Savaşın ortasında kalmış her küçüğün özgürlük hayali bu olsa gerek.
***
Peki, savaşın olmadığı yerlerde!
Özgür müyüz?
Özgürlük nedir kadın olmaya hazırlanan genç bir kız için?
Belki sadece o çok sevdiği kırmızı ruju sürebilmektir özgürlük.
Ya da sürdüğü o kırmızı ojeyi bıçakla kazımak zorunda kalmamaktır belki…
Ayıplanmadan çekincesizce dans etmektir belki genç bir kız için özgür olmak
Ya da tüm yargılardan uzak, suçluluk hissetmeden sevdiği delikanlıyı öpebilmek.
Belki sadece rüzgârı saçlarında hissetmektir iradesi dışında eşarbı zorla başına geçirilen bir kız için özgürlük.
Belki de dağlara karşı kollarını açıp şarkı söylemektir özgürlük… İçinden şarkı söylemek geldiği halde ayıptır günahtır diye susturulan her genç kız için.
Akşam tenha sokakta işten dönerken arkasına bakmadan, tedirgin olmadan evine dönebilmektir belki özgürlük bir kadın için.
Erkek cinsellik konusunda son derece rahat bırakılırken kadının namus kisvesi altında bekâretin sorgulanmamasıdır belki özgürlük.
Mahrum bırakıldıklarına göre, elinden alınan hayallerine göre, kalbinin rengine göre her genç kızın, her kadının özgürlük anlayışı farklıdır.
Bütün bildiğim; kirli düşünceler uzanıyor kadınlarımıza kızlarımıza
Hemcinslerim üzerinden bu kadar baskıcı politikalar yürütülürken
Esasen hep düşünmüşümdür… Kadın dediğin nasıl olmalı?
Bağda bahçede elleri yarıklar içinde çalışan mıdır esas kadın
Ya da evinin içinde kocasına hizmet edip çocuklarını yetiştiren mi?
Peki, elinde ojesi, dudağında ruju olan kadın, hafif kadın mıdır?
Tesettürlü kadın daha mı namusludur mini etek giyen kadının yanında?
Basgitar çalmak başörtülü bir kadını çok mu tuhaf gösterir sahnede?

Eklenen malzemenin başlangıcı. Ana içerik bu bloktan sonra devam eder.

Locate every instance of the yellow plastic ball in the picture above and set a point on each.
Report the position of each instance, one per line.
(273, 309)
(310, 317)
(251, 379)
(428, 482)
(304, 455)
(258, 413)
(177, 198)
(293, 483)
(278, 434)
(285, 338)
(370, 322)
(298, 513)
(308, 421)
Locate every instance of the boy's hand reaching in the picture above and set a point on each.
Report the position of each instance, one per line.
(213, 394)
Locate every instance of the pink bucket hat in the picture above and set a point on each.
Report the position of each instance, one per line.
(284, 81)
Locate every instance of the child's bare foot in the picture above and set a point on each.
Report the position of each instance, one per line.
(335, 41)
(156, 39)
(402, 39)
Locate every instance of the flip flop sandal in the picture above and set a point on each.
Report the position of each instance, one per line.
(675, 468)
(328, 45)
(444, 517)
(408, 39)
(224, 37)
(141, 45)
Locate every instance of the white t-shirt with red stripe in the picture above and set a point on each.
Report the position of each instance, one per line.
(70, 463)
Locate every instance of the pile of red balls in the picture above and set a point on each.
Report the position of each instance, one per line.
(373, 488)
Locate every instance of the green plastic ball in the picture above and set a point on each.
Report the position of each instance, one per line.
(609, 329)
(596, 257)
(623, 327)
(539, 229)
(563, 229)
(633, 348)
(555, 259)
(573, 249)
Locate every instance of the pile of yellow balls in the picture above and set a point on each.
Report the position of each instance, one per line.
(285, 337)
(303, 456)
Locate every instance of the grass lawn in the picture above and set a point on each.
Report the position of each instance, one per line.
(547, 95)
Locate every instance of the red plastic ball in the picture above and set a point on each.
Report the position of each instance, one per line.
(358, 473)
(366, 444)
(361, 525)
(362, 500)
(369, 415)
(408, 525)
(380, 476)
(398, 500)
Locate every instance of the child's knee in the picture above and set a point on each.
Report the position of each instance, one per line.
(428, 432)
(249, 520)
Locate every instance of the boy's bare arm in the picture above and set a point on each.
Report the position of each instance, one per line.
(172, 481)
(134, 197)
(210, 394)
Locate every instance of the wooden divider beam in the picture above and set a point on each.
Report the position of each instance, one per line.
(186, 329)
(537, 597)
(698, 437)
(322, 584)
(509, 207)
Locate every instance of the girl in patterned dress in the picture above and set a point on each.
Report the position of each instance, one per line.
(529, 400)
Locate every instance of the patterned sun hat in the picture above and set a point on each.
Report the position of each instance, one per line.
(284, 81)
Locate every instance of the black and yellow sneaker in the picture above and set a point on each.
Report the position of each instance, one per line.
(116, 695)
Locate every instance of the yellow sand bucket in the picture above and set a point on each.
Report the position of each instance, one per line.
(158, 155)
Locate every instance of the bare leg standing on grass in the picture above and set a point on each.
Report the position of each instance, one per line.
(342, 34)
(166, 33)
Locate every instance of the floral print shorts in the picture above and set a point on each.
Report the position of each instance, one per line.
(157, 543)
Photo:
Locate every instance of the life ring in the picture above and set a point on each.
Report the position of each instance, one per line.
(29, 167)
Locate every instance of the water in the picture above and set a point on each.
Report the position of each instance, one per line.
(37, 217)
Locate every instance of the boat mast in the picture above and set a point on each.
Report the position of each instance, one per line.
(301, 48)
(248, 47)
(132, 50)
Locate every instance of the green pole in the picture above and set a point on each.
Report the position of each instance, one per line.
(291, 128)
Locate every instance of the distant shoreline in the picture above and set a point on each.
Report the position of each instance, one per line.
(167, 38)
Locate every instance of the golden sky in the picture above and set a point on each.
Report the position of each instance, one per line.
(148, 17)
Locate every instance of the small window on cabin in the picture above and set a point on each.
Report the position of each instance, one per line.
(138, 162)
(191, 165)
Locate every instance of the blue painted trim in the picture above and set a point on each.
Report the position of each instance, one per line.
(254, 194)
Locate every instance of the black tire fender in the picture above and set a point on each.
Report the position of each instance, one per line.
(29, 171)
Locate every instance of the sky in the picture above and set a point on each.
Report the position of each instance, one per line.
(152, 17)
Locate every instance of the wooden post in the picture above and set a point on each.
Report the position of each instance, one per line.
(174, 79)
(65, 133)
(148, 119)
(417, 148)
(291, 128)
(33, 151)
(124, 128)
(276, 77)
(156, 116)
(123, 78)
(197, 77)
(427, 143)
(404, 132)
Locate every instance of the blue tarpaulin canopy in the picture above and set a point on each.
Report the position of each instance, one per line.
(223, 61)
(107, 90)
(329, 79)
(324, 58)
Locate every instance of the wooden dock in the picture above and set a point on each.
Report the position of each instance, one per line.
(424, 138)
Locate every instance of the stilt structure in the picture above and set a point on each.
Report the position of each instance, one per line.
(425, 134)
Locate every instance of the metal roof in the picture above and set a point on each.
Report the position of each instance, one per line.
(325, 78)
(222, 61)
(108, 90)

Öyle bir dünyada yaşıyoruz ki
Bir kadın olarak
Neye dokunsan yasak! Ne yapsan yasak!
Şaşırtıcı olan şu ki gene de yaşayıp gidiyoruz…
“Keşke bir güvercin olsaydım…” diyor Füruğ.
Burası yaşamak için çok küçük!
Kalbimizin renkleri hiçbir kafese sığmıyor…
Düşlerinde dahi birçok kadın ruhunun sancılarını sakınganlıkla veriyor hayata
Ne yazık ki bugün bile çoğu zaman baskılardan dolayı kadınlar arzularını toprağa gömmek zorunda kalıyor.
Öyle bir tutsaklık ki kadının çocuk doğurması serbest iken sevişmesi yasak.
***
Yüreğim paramparça.
Karşılaştığın tehlikeyi, gözlerin, söylediklerinden daha iyi ifade ediyor bana.
Henüz özgür değilsin ama arıyorsun.
Çok uykusuz kalmışsın bu yüzden, aynı zamanda çok uyanık
Açık yükseklikleri özlersin, yıldızlara susamış gönlün.
Fakat yoksunlukların da özgürlüğe susamış.
Kudurmuş köpeklerin özgürlük istiyor;
Ruhun, zindanların kapılarını açmaya çalışırken, dehlizlerinde sevinçle uluyorlar.
Benim gözümde, özgürlüğü düşünen tutsaksın henüz, içinde daha epeyce zindan, küf var:
İşte böyle buyurmuştu Zerdüşt
Nietzsche
***
Özgürlük bana göre esmektir hayatın içinde dilediğince
İrade benim olmalı
Yaradan iradeyi kişinin muhakemesine bağışlarken onu bizden almaya kimin hakkı var?